Elle compte également pivoter vers les industries moins affectées et travailler plus avec les entreprises canadiennes.
« Je dois penser à la survie et la croissance de mon entreprise, et pour ça ce serait une diversification vers les mines ou peut-être le secteur banquier qui finance des industries un peu plus robustes et aussi se tourner vers l’Europe ou autre marchés géographiques différents.

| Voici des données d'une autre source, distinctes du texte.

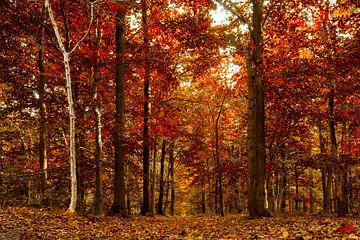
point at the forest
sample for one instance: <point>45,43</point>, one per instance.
<point>180,119</point>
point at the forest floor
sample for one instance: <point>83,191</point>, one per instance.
<point>32,223</point>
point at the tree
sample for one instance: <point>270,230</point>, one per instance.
<point>66,52</point>
<point>119,204</point>
<point>146,209</point>
<point>256,118</point>
<point>42,104</point>
<point>160,209</point>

Par exemple, on travaille déjà avec l’Amérique du Sud. »
Quel futur pour les entreprises franco-ontariennes?
Le gouvernement fédéral prévoit un plan de sauvetage de plusieurs milliards de dollars, toutefois plus ciblé que le programme qui avait été déployé pendant la pandémie, selon un article du Globe And Mail.
L’aide se veut de se focaliser sur les employés licenciés et les entreprises touchées par les tarifs, ce qui pourra annuler l’incertitude pour une partie de la population.
Le ministre fédéral des Services publics et de l’Approvisionnement, Jean-Yves Duclos a toutefois tenu à dire que « toutes les options sont sur la table » sans préciser de fourchette pour ce plan d’urgence.
« Il faut changer d’axe et ne plus faire d’affaires nord-sud avec les États-Unis, mais plutôt est-ouest entre les différentes provinces », soutient Charles-Étienne Beaudry.